Si ses débuts n’ont pas été faciles au regard de certaines contraintes inattendues (rupture de la voie ferrée, naufrage de l’Esther Miracle…), le patron de l’Administration gabonaise a, malgré tout, tenté d’apporter des solutions concrètes aux préoccupations des Gabonais. Au bout des 100 premiers jours d’Alain-Claude Bilie-By-Nze comme Premier ministre, chef du gouvernement, un bilan d’amorce s’impose.

© GabonReview

 

Nommé le 9 janvier 2023 à la tête de l’administration gabonaise, Alain-Claude Bilie-By-Nze a totalisé, le 19 avril, 100 jours à la Primature. Une période d’un peu plus de trois mois imposant un bilan d’étape, surtout dans la perspective d’une élection présidentielle devant théoriquement se tenir dans quatre mois. Il s’agira surtout d’apprécier la trajectoire empruntée par le chef du gouvernement, de relever les forces et les faiblesses remarquées dans l’exécution de la politique déclinée lors sa Déclaration de politique générale. Quintessence de son discours devant les élus du peuple, sa feuille de route était articulée autour de la vie chère, la route, l’éducation et la formation, la santé, l’emploi, le conflit homme-faune, les élections, l’insécurité et la justice.
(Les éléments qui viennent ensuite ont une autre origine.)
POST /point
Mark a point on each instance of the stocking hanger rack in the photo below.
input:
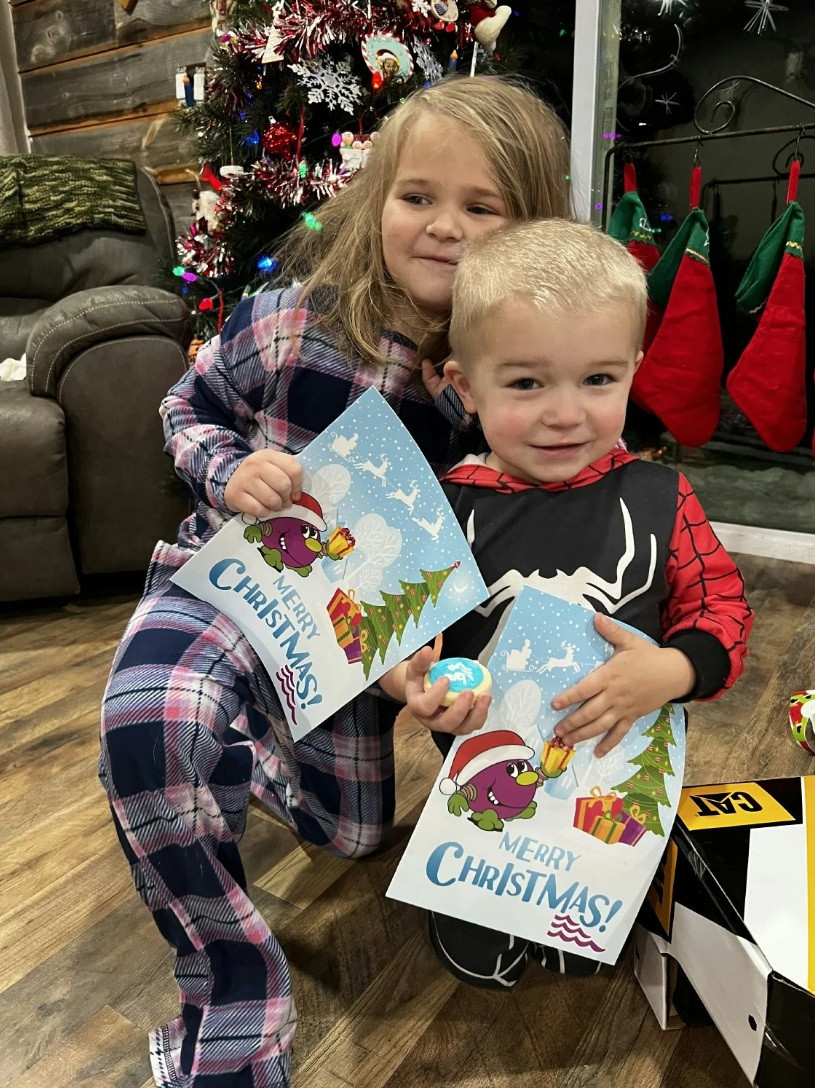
(727, 107)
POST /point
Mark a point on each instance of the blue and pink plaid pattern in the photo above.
(192, 725)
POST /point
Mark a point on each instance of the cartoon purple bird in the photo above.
(491, 775)
(292, 539)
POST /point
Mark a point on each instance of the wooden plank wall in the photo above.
(100, 79)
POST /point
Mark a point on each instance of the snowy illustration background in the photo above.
(545, 646)
(369, 477)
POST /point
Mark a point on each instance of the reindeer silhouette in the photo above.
(582, 586)
(518, 659)
(378, 470)
(567, 662)
(409, 498)
(431, 527)
(344, 447)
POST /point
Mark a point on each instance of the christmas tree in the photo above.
(380, 622)
(646, 788)
(293, 91)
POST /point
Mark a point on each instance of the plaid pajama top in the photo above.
(274, 379)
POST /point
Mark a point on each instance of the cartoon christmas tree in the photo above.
(646, 788)
(435, 580)
(380, 622)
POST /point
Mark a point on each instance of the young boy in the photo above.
(547, 321)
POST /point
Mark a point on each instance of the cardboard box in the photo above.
(733, 905)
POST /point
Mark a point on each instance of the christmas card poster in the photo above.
(525, 835)
(365, 569)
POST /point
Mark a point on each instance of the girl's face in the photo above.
(443, 194)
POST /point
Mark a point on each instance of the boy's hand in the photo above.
(466, 715)
(263, 483)
(639, 679)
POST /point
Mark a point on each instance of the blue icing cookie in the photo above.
(464, 675)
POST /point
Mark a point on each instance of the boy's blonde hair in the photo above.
(563, 268)
(527, 149)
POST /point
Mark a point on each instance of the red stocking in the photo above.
(768, 382)
(680, 378)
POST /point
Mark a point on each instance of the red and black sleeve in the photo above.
(705, 614)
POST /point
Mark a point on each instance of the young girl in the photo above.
(192, 725)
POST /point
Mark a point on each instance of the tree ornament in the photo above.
(488, 21)
(279, 138)
(385, 54)
(221, 12)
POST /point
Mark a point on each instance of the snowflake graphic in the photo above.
(763, 15)
(425, 60)
(330, 82)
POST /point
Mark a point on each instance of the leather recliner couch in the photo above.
(85, 485)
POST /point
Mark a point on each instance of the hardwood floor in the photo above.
(84, 974)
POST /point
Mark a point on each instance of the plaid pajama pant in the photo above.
(190, 727)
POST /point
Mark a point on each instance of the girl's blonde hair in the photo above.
(342, 267)
(563, 268)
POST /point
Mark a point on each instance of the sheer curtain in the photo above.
(13, 136)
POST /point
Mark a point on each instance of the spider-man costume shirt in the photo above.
(626, 538)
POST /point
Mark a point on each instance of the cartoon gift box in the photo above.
(340, 544)
(557, 755)
(607, 829)
(587, 810)
(633, 826)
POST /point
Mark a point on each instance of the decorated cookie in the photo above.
(464, 675)
(802, 713)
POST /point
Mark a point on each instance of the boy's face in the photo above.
(551, 392)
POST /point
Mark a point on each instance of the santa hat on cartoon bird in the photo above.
(307, 509)
(482, 751)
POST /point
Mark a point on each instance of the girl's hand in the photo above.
(639, 679)
(263, 483)
(466, 715)
(406, 683)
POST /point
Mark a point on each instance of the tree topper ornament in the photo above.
(488, 22)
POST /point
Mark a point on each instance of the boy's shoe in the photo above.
(478, 956)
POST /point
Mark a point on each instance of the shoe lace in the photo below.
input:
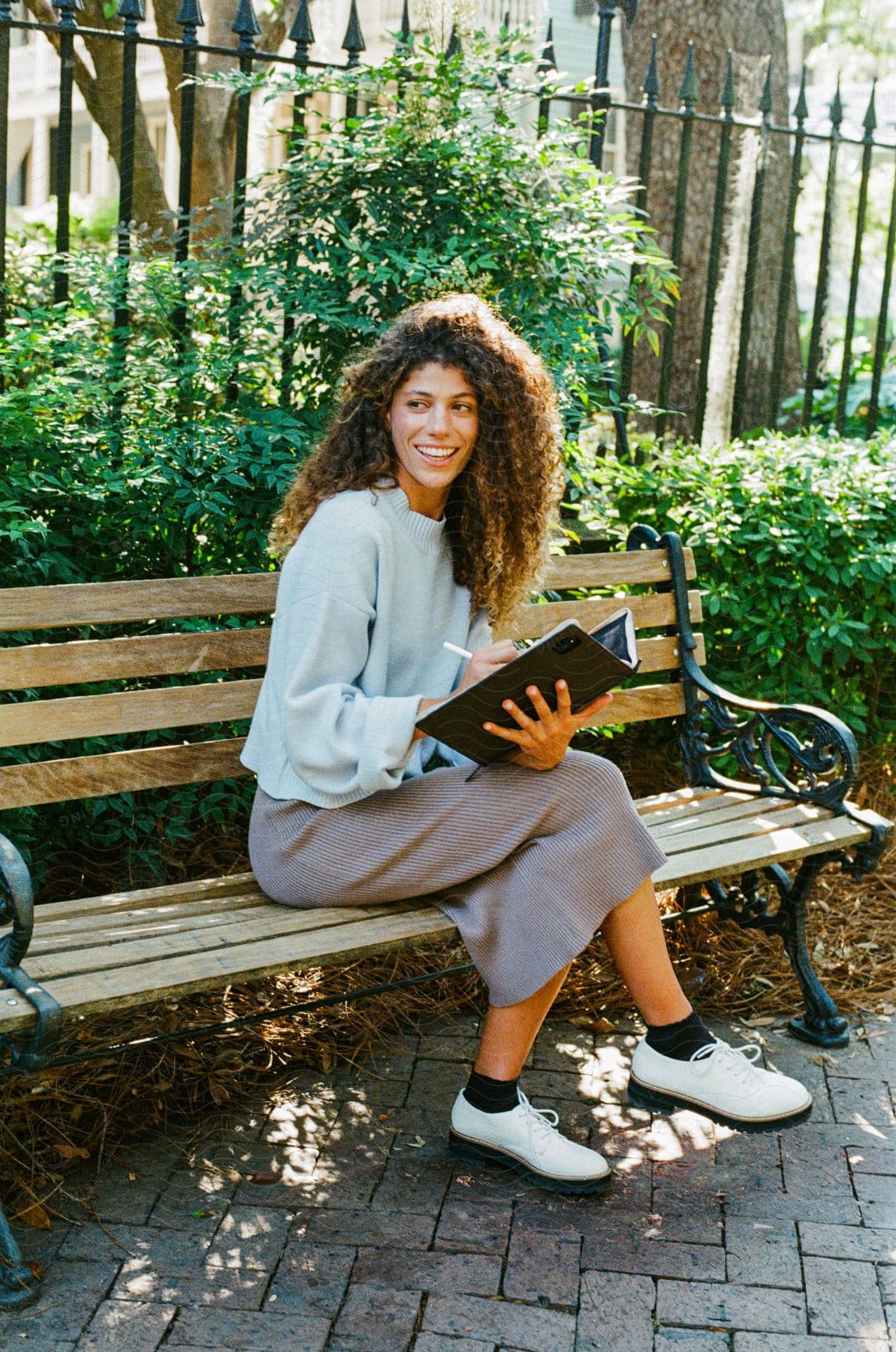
(542, 1120)
(740, 1061)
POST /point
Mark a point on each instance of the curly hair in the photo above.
(503, 503)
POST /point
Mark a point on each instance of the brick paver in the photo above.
(330, 1218)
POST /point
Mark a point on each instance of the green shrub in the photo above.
(795, 541)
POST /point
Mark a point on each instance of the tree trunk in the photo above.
(103, 98)
(214, 138)
(750, 32)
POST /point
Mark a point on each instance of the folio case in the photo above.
(568, 652)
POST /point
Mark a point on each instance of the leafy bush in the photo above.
(795, 540)
(448, 189)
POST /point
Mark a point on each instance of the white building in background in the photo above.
(34, 96)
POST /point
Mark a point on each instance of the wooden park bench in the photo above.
(768, 789)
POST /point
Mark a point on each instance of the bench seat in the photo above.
(125, 949)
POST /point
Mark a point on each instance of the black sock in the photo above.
(680, 1040)
(491, 1095)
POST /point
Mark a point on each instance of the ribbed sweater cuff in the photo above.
(388, 743)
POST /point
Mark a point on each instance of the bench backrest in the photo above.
(231, 655)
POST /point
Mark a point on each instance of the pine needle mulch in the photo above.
(86, 1112)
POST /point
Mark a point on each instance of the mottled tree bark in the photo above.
(713, 26)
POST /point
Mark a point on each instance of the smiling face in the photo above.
(433, 421)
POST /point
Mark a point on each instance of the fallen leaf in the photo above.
(216, 1090)
(35, 1217)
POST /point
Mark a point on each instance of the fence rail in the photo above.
(599, 103)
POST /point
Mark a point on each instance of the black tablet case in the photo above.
(590, 669)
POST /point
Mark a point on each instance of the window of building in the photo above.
(18, 186)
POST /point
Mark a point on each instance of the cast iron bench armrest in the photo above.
(17, 905)
(767, 740)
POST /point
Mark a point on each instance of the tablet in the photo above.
(568, 652)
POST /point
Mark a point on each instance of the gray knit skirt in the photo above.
(526, 863)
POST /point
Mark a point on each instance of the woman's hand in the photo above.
(544, 743)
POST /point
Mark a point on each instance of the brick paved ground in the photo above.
(331, 1218)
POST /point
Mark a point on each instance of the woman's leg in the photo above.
(510, 1031)
(720, 1082)
(633, 933)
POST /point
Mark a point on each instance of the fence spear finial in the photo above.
(189, 15)
(801, 108)
(353, 41)
(406, 37)
(869, 121)
(548, 60)
(245, 25)
(302, 33)
(131, 10)
(689, 94)
(652, 80)
(765, 101)
(726, 98)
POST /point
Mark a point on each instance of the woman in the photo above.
(422, 515)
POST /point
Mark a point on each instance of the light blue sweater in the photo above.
(365, 601)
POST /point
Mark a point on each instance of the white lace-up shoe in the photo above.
(526, 1140)
(722, 1082)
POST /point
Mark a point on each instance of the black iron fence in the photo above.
(599, 104)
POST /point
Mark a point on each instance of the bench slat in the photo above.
(637, 706)
(118, 772)
(774, 848)
(130, 986)
(152, 919)
(126, 711)
(713, 813)
(742, 828)
(172, 706)
(650, 611)
(74, 605)
(614, 569)
(183, 943)
(118, 659)
(168, 655)
(194, 892)
(235, 917)
(269, 922)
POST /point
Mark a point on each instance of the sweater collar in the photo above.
(421, 530)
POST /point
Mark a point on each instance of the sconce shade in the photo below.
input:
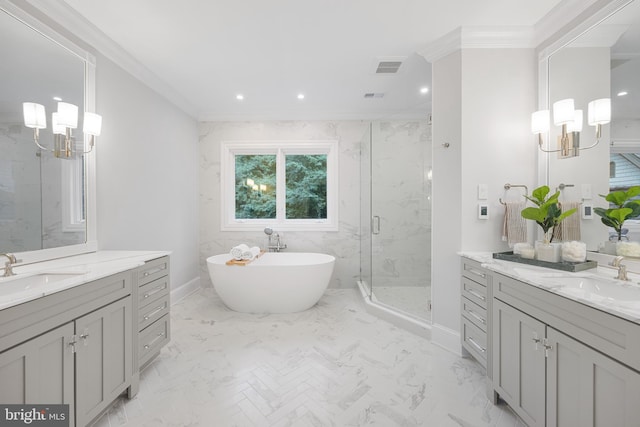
(34, 114)
(599, 112)
(540, 122)
(58, 129)
(68, 115)
(92, 124)
(563, 112)
(576, 124)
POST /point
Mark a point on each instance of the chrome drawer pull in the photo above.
(484, 322)
(477, 273)
(154, 291)
(154, 312)
(154, 271)
(147, 346)
(476, 294)
(476, 345)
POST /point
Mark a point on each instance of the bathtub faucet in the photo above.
(278, 245)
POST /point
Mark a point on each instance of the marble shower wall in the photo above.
(343, 244)
(20, 204)
(401, 197)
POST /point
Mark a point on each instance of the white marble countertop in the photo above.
(80, 269)
(596, 287)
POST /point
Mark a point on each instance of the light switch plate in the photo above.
(483, 211)
(483, 192)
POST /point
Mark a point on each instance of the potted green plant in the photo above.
(547, 214)
(624, 208)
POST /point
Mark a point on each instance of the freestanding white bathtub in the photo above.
(274, 283)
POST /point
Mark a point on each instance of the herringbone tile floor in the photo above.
(332, 365)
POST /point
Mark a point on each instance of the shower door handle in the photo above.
(375, 225)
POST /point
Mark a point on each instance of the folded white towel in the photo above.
(237, 251)
(251, 253)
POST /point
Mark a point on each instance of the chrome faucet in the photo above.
(622, 269)
(278, 243)
(8, 266)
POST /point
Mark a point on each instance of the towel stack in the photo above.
(244, 252)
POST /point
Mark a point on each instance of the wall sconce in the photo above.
(62, 122)
(571, 120)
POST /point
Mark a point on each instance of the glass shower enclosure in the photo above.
(396, 216)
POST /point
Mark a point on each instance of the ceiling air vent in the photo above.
(388, 67)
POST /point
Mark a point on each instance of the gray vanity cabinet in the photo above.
(587, 388)
(519, 365)
(553, 359)
(103, 358)
(39, 370)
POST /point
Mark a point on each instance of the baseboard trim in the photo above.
(420, 328)
(446, 338)
(186, 289)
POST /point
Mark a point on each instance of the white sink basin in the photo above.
(599, 289)
(35, 282)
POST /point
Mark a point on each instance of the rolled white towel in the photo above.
(237, 251)
(250, 253)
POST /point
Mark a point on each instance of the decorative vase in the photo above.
(549, 252)
(628, 249)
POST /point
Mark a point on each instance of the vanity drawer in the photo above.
(152, 291)
(474, 291)
(153, 270)
(152, 339)
(475, 341)
(473, 270)
(475, 313)
(152, 312)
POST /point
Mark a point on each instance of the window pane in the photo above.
(306, 178)
(255, 186)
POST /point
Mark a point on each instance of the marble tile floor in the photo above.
(413, 300)
(332, 365)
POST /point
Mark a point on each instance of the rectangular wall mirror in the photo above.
(600, 61)
(45, 201)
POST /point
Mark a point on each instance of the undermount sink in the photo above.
(592, 288)
(38, 281)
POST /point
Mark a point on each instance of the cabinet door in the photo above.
(39, 371)
(588, 389)
(103, 358)
(519, 362)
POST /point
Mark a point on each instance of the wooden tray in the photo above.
(564, 265)
(243, 261)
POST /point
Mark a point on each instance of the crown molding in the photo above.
(571, 19)
(496, 37)
(67, 19)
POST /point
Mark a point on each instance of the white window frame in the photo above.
(279, 148)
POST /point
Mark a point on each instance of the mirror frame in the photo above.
(91, 243)
(562, 38)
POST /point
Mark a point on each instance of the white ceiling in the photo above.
(210, 51)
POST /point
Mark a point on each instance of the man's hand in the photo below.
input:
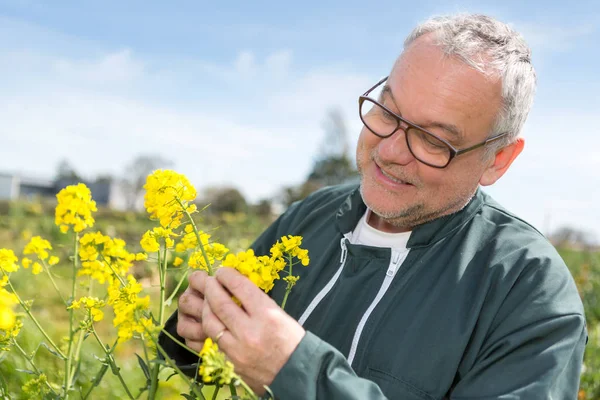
(189, 311)
(259, 337)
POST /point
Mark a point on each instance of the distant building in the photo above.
(106, 193)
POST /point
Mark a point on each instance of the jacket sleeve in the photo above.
(316, 370)
(534, 349)
(186, 361)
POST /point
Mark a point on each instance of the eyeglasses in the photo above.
(425, 146)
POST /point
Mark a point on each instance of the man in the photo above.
(420, 285)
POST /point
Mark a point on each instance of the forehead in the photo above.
(430, 86)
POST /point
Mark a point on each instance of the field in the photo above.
(19, 221)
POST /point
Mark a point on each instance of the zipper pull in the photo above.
(344, 250)
(395, 262)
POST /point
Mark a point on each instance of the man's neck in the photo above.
(382, 225)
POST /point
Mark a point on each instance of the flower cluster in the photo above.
(168, 194)
(128, 308)
(150, 239)
(39, 247)
(7, 302)
(8, 261)
(102, 256)
(214, 367)
(92, 305)
(261, 270)
(74, 208)
(290, 246)
(264, 270)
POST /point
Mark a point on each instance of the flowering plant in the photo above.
(102, 281)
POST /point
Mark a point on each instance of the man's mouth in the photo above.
(392, 177)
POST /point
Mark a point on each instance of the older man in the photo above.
(420, 285)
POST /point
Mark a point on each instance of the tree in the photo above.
(65, 171)
(135, 176)
(223, 199)
(332, 165)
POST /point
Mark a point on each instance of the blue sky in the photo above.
(236, 93)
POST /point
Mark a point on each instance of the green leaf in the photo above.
(52, 351)
(27, 371)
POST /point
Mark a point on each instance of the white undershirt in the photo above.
(366, 235)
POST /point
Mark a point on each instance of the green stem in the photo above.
(288, 289)
(247, 389)
(113, 366)
(68, 360)
(81, 338)
(173, 338)
(211, 272)
(54, 283)
(216, 392)
(232, 390)
(35, 368)
(176, 368)
(35, 321)
(162, 271)
(172, 296)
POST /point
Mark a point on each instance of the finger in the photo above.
(220, 303)
(195, 345)
(213, 327)
(253, 299)
(189, 328)
(197, 281)
(191, 303)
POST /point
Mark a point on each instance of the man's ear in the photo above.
(501, 161)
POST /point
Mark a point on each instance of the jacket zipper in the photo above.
(313, 304)
(396, 260)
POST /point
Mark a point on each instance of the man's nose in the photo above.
(394, 149)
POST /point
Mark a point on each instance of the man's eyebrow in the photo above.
(452, 129)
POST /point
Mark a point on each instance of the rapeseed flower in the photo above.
(128, 307)
(8, 261)
(92, 305)
(262, 270)
(150, 240)
(290, 246)
(214, 366)
(74, 208)
(39, 247)
(101, 256)
(168, 196)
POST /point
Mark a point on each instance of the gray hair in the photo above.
(492, 48)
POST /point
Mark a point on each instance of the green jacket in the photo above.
(480, 306)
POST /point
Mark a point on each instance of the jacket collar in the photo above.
(353, 208)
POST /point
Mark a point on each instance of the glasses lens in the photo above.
(377, 118)
(427, 147)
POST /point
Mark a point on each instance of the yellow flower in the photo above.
(128, 307)
(168, 194)
(214, 251)
(262, 271)
(74, 208)
(92, 304)
(37, 387)
(290, 246)
(36, 268)
(150, 242)
(101, 255)
(7, 316)
(38, 246)
(8, 261)
(214, 367)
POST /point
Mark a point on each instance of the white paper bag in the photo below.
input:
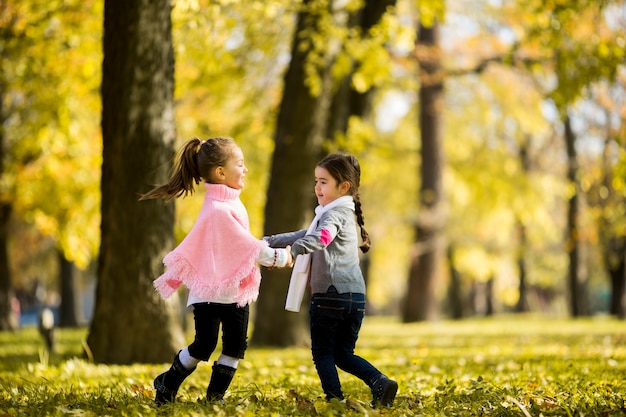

Un contexte et des vicissitudes

Ancien sociétaire du mensuel La Nouvelle République, dont l’avis a été sollicité par GabonReview pour ce bilan, le journaliste Arnaud Tchombo note de prime abord : «Hausse des salaires des agents de l’État, retraite à 63 ans, régularisation des situations administratives. C’est ce à quoi aspirent les agents publics, mais le gouvernement Bilie-By-Nze, lui, a privilégié de développer certains des 12 éléments-phares de sa Déclaration de politique générale».

S’il est connu dans son entourage comme un «mordu du travail», «un couche-tard» et «un lève-tôt», depuis sa nomination Alain-Claude Bilie-By-Nze investit en effet son cabine au plus tard à 6 heures et 30 minutes. Ce qui favorise une certaine marge de manœuvre personnelle pour mener plusieurs actions et sur plusieurs fronts durant sa journée.

Mais son action à la tête du gouvernement a quelque peu été entravée par les vicissitudes survenues, soit quelque peu avant ou soit un peu après sa nomination. On notera l’énergie qu’il a mise, présidant les réunions relatives à la réparation du chemin de fer et à la reprise du trafic, la voie ferrée ayant été rompue entre les gares d’Offoué et de Booué. S’appuyant  sur les trois «P» (pragmatisme, patriotisme et proximité), fondement de son action, il s’était rendu dans les villes de Koulamoutou, Lastoursville et Franceville, afin d’être plus proche de la population impactée par cette rupture de voie ferrée et leur présenter les solutions en cours ou celles envisagées pour un retour à la normale. Dans le même temps, il a instruit des travaux d’ensoleillement de la route économique avec le concours des opérateurs économiques, afin de faciliter le trafic sur cette voie desservant l’intérieur du pays.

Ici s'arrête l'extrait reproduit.